The Indian Army has always justified their actions, once they were invited by the civil administration to handle the situation in the ‘disturbed area’. Not just in Manipur, but in the majority of the North Eastern states the army had opened up liaison cells. The very purpose of these cells to facilitate the disgruntled people to enquire about the arrest and the status of those who have been arrested. But hardly any one from the affected or disgruntled families has approached these cells to vent their feelings.

Now to quell the aftermath which has erupted after Manorama’s dead body was found, the army has declared that the DNA tests of AR-17 personnel, who had allegedly killed her would be done. The home minister has already reiterated that those who are involved in the inhuman act will not be spared. Even a suggestion has been mooted to rotate AR – 17 personnel not just in Manipur but in the entire North Eastern states, lest similar incidents occur in future. But all these assurances have not been able to assuage the feelings of the local populace, unless their impoverishment is addressed by the long term measures and with their strict implementation.

Wrong notion

There has been an increasing tendency amongst the various groups in India to demand the repealing of any particular Act or a particular provision of any such act, when the members belonging to that group or community have been booked (perhaps on a higher scale) under such law.

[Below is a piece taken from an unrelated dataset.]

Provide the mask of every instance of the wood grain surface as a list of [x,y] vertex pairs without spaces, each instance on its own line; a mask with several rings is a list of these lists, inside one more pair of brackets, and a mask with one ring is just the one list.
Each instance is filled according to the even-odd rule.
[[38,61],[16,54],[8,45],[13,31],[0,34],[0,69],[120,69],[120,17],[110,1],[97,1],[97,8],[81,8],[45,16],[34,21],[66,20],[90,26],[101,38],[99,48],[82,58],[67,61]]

The tragedy of our nation is that over the years we have let bureaucracy to rule in a such unchecked manner that, we have forgotten to infuse an accountability in them. Be it police or in army, or even in revenue administration, the word ‘accountability’ is absent in the administrative dictionary of India. All this has happened due to casual approach of not just that of bureaucrats, but those who are in power.

One recalls hardly any instance, where the erring bureaucrat, be a police officer or a defence personnel or a revenue officer have been sent behind bar, for acting high handed manner. Such officer is either issued a reprimand or just transferred from one place to another.

If the implementation of AFPSA is halted in Manipur, similar demands would be made from other trouble torn states like Nagaland, Assam, etc. and in the ultimate process the entire North East could be thrown into lawlessness which will ultimately result in anarchy.

Long term measures needed

If the Union government has to overcome the situation not just in Manipur then an isolated economic package won’t solve the problem. There has to be a long term strategy for the entire NE region coupled with strict implementation and periodical visits by the union ministers who reluctant to visit this area.

If the long term measures are not undertaken then the day will not be too far, when the India’s unexplored region known as seven sisters would virtually plunge into a civil war. According to rough estimate, in Manipur there are nearly one hundred thousand jobless youths. Therefore, to wean away these groups from violent and extortionist tendencies becomes a prime task of the government before the day, as they have been able to generate moneys in lakhs (millions) simply at the point of gun and therefore, these youngsters are reluctant to undertake any serious lawful occupation to feed themselves.

As it is the moral of the police force all over the country has considerably been affected with the repeal of POTA, by the Union government two days ago. If the police machinery is not given an adequate legal arm to tackle the law and order problem, then the police themselves would be become the targets of the separatists or insurgent groups or disgruntled elements.

After the repeal of POTA, if The Unlawful Activities (Prevention) Act – 1967 can be amended by way of incorporating fifty-four different sections, there is no reason why AFPSA can not be reviewed and amended. Not necessarily it is scrapped.

Any further compromise by the union government for diluting or straight away repealing a law would result in catastrophic situation which the country can hardly afford to. Sooner it realises, the better!